The element at row $i$ and column $j$ is called element $\tuple {i, j}$ of $\mathbf A$, and can be written $a_{i j}$, or $a_{i, j}$ if $i$ and $j$ are of more than one character.

If the indices are still more complicated coefficients and further clarity is required, then the form $a \tuple {i, j}$ can be used.

Note that the first subscript determines the row, and the second the column, of the matrix where the element is positioned.


Let $\mathbf A$ be an $m \times n$ matrix.

Let $a_{i j}$ be the element in row $i$ and column $j$ of $\mathbf A$.

Then the subscripts $i$ and $j$ are referred to as the indices (singular: index) of $a_{i j}$.


Let $\mathbf A$ be an $m \times n$ matrix.

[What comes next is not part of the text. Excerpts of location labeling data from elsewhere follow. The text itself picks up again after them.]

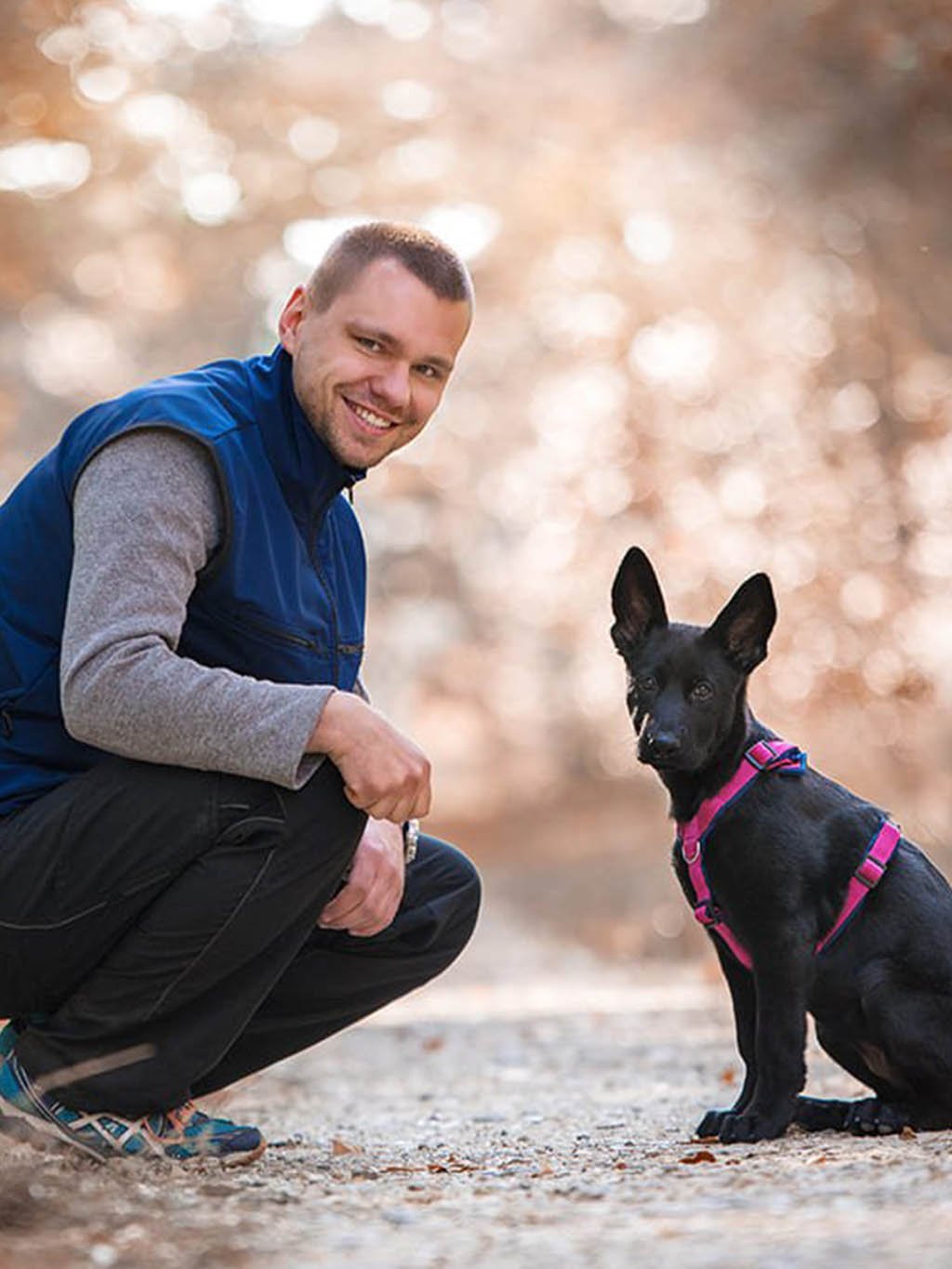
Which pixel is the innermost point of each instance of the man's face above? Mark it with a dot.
(371, 368)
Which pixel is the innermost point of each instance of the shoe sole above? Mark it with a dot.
(47, 1129)
(11, 1118)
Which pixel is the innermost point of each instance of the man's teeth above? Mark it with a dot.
(369, 417)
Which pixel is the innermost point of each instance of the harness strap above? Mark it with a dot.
(867, 876)
(771, 755)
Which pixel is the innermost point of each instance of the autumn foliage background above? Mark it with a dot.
(711, 247)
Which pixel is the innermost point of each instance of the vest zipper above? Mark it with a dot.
(281, 636)
(315, 560)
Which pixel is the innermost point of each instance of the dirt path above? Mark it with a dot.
(531, 1108)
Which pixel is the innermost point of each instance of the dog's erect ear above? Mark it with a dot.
(636, 601)
(744, 625)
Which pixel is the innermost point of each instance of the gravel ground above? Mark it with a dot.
(532, 1106)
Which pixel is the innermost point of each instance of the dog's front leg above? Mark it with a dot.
(781, 981)
(740, 983)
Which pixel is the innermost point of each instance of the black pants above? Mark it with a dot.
(176, 909)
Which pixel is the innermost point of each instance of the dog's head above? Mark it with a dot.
(685, 683)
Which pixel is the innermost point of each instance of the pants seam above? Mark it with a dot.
(214, 939)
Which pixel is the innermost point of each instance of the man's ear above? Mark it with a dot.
(744, 625)
(636, 601)
(289, 319)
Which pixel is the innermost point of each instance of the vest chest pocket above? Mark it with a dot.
(259, 647)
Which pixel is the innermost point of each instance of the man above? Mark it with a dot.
(204, 823)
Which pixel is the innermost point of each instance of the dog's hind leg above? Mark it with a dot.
(886, 1113)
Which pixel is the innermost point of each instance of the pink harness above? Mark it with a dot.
(771, 755)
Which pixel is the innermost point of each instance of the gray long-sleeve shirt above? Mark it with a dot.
(148, 515)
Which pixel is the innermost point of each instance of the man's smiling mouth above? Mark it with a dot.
(369, 416)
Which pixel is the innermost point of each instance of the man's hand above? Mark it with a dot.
(384, 771)
(368, 901)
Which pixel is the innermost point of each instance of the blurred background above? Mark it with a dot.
(711, 249)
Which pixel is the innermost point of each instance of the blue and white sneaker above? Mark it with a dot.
(180, 1134)
(7, 1038)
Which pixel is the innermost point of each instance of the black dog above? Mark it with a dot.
(781, 861)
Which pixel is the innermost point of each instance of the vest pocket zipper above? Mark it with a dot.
(274, 632)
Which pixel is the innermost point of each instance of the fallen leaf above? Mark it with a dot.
(341, 1147)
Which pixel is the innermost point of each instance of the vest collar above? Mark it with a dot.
(306, 469)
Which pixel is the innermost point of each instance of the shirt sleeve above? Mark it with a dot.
(148, 517)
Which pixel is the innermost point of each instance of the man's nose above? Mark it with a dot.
(392, 385)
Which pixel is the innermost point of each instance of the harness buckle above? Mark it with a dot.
(765, 755)
(869, 872)
(692, 854)
(707, 914)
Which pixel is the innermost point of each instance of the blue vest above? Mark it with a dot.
(282, 599)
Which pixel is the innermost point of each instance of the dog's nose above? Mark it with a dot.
(664, 744)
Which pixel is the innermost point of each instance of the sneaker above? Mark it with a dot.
(179, 1134)
(7, 1038)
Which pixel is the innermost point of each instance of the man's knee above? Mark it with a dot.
(447, 886)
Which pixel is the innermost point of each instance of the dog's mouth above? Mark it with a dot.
(662, 760)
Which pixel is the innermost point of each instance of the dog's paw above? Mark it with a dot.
(817, 1115)
(874, 1118)
(751, 1126)
(711, 1125)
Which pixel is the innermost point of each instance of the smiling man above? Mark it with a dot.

For each $i \in \closedint 1 m$, the rows of $\mathbf A$ are the ordered $n$-tuples:

$r_i = \tuple {a_{i 1}, a_{i 2}, \ldots, a_{i n} }$

where $r_i$ is called the $i$th row of $\mathbf A$.

A row of an $m \times n$ matrix can also be treated as a $1 \times n$ row matrix in its own right:

$r_i = \begin {bmatrix} a_{i 1} & a_{i 2} & \cdots & a_{i n} \end {bmatrix}$

for $i = 1, 2, \ldots, m$.


Let $\mathbf A$ be an $m \times n$ matrix.

For each $j \in \closedint 1 n$, the columns of $\mathbf A$ are the ordered $m$-tuples:

$c_j = \tuple {a_{1 j}, a_{2 j}, \ldots, a_{m j} }$

where $c_j$ is called the $j$th column of $\mathbf A$.

A column of an $m \times n$ matrix can also be treated as a $m \times 1$ column matrix in its own right:

$c_j = \begin {bmatrix} a_{1 j} \\ a_{2 j} \\ \vdots \\ a_{m j} \end {bmatrix}$

for $j = 1, 2, \ldots, n$.

Underlying Structure

Let $\mathbf A$ be a matrix over a set $S$.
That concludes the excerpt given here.